Or, why let a few incompetencies get in the way of the end of summer.
My 12-year-old is increasingly the owner of her own story, aware of having a place in the world, conscious that sharing ourselves has a power and effect in the real world. It feels strange to police myself, but also I guess cosmically right. Knowing that my children are their own beings is one thing, but feeling it is a little crazy. Isn’t it too soon?
Anyway her recent foibles have me thinking about my own embarrassing tweens. In perhaps the 5th grade I had a brief but intense crush on a girl down the street, a friend’s older sister. Another kid was over and I enlisted him to help me with a love note which included a multiple choice form: do you A) love me? B) like me? C) not sure? Clearly early on I was interested in written communication and user input. Though for all the precision of my survey it’s hard to understand why I didn’t see its absolute certainty to fail.
Of course on paper only my co-writer, the recipient Mary Anne, and anyone else she showed the paper to ever knew about this, and the chances the note survives are, I hope, tiny. Now kids have emails or texts, with their lower bar to delivery and vast multiplier effects. Let’s just say I have the sense they’re no more clever than I was at their age about the human heart. Also, there’s a great digital citizenship and safety contract from KidPower which you can adapt should you be negotiating any of these waters. When all else fails, I turn to the directions. I love KidPower because they are thorough but focused on the positive benefits of safety, not the scary stuff. (As they say, nobody would attend “Drowning Prevention” class, you focus on the goal of swimming, not the risk.)

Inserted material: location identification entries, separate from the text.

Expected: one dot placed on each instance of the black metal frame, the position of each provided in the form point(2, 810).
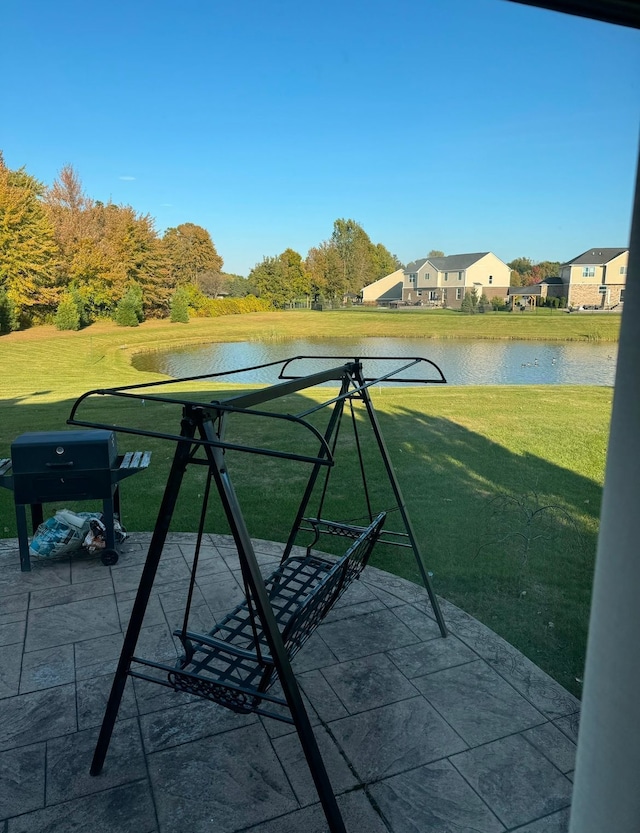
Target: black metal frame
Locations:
point(260, 636)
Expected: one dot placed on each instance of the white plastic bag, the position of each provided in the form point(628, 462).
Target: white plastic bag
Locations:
point(61, 534)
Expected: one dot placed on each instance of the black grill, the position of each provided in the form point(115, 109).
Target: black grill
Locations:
point(53, 466)
point(64, 465)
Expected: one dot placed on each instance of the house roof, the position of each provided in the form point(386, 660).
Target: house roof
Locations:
point(415, 265)
point(595, 257)
point(454, 263)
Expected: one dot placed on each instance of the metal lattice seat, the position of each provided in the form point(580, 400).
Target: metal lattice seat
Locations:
point(232, 664)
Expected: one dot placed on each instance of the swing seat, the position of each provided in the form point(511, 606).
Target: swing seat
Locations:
point(232, 664)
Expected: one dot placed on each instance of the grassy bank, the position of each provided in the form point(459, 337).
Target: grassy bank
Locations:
point(103, 351)
point(477, 465)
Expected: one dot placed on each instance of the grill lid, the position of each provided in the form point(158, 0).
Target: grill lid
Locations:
point(43, 451)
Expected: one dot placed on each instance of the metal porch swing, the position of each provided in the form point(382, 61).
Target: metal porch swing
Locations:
point(237, 662)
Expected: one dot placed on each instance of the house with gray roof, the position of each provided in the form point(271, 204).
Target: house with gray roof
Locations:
point(443, 281)
point(596, 278)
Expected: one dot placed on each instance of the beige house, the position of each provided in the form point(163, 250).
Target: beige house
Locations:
point(387, 290)
point(443, 281)
point(596, 278)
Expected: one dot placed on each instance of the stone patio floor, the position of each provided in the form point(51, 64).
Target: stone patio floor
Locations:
point(419, 734)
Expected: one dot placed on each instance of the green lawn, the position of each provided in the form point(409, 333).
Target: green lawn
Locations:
point(477, 464)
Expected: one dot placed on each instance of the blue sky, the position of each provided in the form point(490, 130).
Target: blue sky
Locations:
point(461, 125)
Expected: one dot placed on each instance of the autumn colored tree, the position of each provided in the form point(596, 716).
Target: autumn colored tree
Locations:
point(28, 253)
point(180, 306)
point(189, 251)
point(325, 270)
point(282, 279)
point(67, 315)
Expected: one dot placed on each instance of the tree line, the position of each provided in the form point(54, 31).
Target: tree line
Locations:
point(68, 258)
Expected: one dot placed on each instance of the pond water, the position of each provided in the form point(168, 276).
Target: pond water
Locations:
point(462, 362)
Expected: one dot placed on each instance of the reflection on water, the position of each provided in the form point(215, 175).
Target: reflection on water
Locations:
point(462, 362)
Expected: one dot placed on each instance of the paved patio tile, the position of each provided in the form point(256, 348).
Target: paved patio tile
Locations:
point(569, 725)
point(10, 660)
point(400, 588)
point(188, 722)
point(44, 574)
point(393, 738)
point(434, 655)
point(338, 614)
point(153, 615)
point(289, 751)
point(12, 633)
point(15, 604)
point(98, 655)
point(127, 809)
point(554, 745)
point(314, 654)
point(365, 683)
point(22, 780)
point(433, 799)
point(209, 560)
point(368, 634)
point(543, 692)
point(92, 696)
point(555, 823)
point(424, 627)
point(152, 697)
point(47, 668)
point(392, 705)
point(222, 594)
point(69, 759)
point(38, 716)
point(322, 697)
point(70, 622)
point(172, 597)
point(357, 813)
point(516, 781)
point(71, 593)
point(477, 702)
point(223, 783)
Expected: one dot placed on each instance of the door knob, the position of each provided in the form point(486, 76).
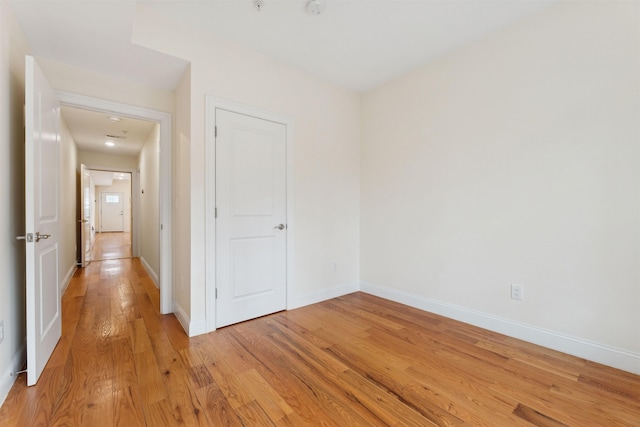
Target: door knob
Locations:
point(41, 236)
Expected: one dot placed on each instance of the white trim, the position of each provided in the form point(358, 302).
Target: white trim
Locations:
point(67, 279)
point(210, 195)
point(7, 379)
point(152, 273)
point(192, 329)
point(600, 353)
point(164, 120)
point(325, 295)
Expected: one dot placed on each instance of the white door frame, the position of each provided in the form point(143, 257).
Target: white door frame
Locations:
point(164, 120)
point(213, 103)
point(102, 206)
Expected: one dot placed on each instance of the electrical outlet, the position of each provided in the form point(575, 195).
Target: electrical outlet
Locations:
point(517, 292)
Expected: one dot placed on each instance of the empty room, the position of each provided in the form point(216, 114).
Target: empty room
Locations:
point(339, 213)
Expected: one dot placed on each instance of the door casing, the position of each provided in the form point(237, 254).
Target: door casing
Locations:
point(213, 103)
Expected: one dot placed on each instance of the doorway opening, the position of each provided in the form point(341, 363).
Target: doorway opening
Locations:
point(111, 218)
point(150, 183)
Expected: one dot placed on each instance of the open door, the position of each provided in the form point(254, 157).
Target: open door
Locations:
point(85, 216)
point(42, 164)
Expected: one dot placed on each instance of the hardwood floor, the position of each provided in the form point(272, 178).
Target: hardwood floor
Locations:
point(356, 360)
point(111, 246)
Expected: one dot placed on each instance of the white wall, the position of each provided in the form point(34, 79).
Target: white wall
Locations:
point(515, 160)
point(327, 143)
point(70, 78)
point(118, 186)
point(13, 47)
point(69, 176)
point(149, 167)
point(181, 200)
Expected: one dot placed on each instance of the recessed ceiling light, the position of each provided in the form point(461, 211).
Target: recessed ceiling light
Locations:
point(315, 7)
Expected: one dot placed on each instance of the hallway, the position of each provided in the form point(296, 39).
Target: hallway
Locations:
point(113, 245)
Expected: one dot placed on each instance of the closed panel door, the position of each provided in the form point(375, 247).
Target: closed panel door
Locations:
point(251, 217)
point(42, 169)
point(111, 212)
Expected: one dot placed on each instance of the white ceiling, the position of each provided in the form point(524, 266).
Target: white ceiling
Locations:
point(355, 43)
point(91, 130)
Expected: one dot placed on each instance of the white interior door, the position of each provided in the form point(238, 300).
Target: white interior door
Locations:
point(251, 248)
point(85, 216)
point(111, 212)
point(42, 164)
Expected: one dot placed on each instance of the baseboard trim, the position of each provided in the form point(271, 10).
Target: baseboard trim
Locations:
point(606, 355)
point(322, 296)
point(191, 328)
point(152, 273)
point(16, 364)
point(67, 279)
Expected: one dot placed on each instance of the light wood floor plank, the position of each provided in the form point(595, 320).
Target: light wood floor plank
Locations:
point(356, 360)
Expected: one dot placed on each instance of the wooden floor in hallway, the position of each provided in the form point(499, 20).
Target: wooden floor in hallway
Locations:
point(355, 360)
point(111, 245)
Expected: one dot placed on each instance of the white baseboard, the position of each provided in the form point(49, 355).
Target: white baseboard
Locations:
point(309, 299)
point(154, 276)
point(16, 364)
point(67, 279)
point(191, 328)
point(600, 353)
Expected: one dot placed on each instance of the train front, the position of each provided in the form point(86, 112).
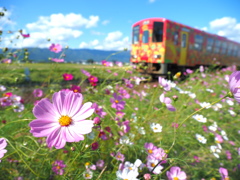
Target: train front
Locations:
point(148, 46)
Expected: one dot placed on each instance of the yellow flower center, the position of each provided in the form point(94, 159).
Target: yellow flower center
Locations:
point(65, 121)
point(87, 175)
point(150, 151)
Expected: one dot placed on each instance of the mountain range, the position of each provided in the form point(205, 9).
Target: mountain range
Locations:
point(71, 55)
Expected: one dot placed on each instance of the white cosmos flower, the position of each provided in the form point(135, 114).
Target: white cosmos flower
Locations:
point(156, 127)
point(216, 150)
point(201, 139)
point(232, 112)
point(210, 90)
point(213, 127)
point(205, 104)
point(199, 118)
point(217, 106)
point(230, 102)
point(192, 95)
point(224, 135)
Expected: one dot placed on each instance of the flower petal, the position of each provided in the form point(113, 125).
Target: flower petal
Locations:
point(85, 112)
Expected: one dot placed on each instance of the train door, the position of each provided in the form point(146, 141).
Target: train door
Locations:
point(184, 46)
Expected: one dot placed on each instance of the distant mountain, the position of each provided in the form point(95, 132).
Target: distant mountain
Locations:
point(73, 55)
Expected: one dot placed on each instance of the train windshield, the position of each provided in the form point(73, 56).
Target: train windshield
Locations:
point(157, 32)
point(135, 36)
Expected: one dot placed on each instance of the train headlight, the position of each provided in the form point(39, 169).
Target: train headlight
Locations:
point(156, 56)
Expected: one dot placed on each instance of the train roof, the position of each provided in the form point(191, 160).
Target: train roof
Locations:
point(186, 26)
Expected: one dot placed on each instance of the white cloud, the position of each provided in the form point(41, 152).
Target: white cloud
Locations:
point(113, 41)
point(105, 22)
point(5, 20)
point(113, 36)
point(226, 26)
point(60, 20)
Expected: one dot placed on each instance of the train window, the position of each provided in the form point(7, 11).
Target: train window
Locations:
point(210, 42)
point(198, 39)
point(157, 32)
point(175, 38)
point(230, 47)
point(184, 40)
point(235, 49)
point(136, 31)
point(217, 46)
point(224, 48)
point(145, 37)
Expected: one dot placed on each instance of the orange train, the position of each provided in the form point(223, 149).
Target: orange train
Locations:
point(160, 45)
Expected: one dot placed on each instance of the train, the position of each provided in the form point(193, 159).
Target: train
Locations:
point(160, 46)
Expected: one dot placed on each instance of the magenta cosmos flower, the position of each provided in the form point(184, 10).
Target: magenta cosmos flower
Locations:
point(55, 48)
point(37, 93)
point(224, 173)
point(234, 85)
point(58, 167)
point(67, 77)
point(3, 144)
point(63, 120)
point(176, 173)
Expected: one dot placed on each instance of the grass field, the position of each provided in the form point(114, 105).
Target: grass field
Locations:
point(146, 123)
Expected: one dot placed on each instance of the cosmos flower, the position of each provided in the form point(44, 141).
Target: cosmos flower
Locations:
point(67, 77)
point(76, 89)
point(199, 118)
point(224, 173)
point(201, 139)
point(164, 84)
point(3, 144)
point(63, 120)
point(156, 127)
point(6, 61)
point(55, 48)
point(176, 173)
point(58, 167)
point(37, 93)
point(167, 101)
point(234, 85)
point(57, 60)
point(93, 80)
point(117, 103)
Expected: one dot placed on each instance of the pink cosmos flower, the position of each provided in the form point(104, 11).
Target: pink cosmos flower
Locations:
point(117, 103)
point(100, 164)
point(57, 60)
point(25, 35)
point(234, 85)
point(37, 93)
point(58, 167)
point(63, 120)
point(3, 144)
point(55, 48)
point(93, 80)
point(67, 77)
point(163, 82)
point(224, 173)
point(6, 61)
point(86, 73)
point(76, 89)
point(176, 173)
point(167, 101)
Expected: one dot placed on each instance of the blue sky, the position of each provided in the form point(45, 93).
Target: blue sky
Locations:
point(106, 24)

With my other child, I can report that driving carpool for baseball camp, while I understood a high percentage of the words being used, my helpfulness to their interests this week ends with chauffeur.
What’s funny is that my kid thinks he can play any sport he’s watched 5 minutes of. I mean he probably can, but watching the As doesn’t quite make you an expert player. Last summer he broke a bone and missed the Future Stars Baseball camp. So for all his excitement I was a little worried that actual playing of the game might not go so well. But he’s still at an age where his self-assurance that he’s already a great ballplayer glides into doing just fine playing. And picking up the lingo.
In the backseat, the boys are chatty: “Babe Ruth is the most valuable baseball card there is, by far.” “Not all the players on the Lakers are good.” I know all these words and understand roughly to what they refer, but cannot offer a thought or opinion. I mean I guess I could Google baseball card prices, but really, it’s nothing I’m going to add value to. The best I could do would be, “They’re kidding with that logo, right?”
I know to praise the grand slams (they got 10, or maybe 3, my son reported). And the slides into home. Both are good! I mean I did see a few movies about this sport. But actually, a few weeks from starting the third grade, they’re perfectly happy having these conversations on their own. Driving’s the one thing they can’t do themselves, yet.
So today I’m trying to stick to what I do know. Backpacks ready! Socks, undies, clothes on! Breakfast! Please?! Sunscreen! …and then off into the world.
Just a bit more of the lazy, all-over-the-place pace and feel of summer. I’m trying to enjoy it, and appreciate those who are experts at the rest of it.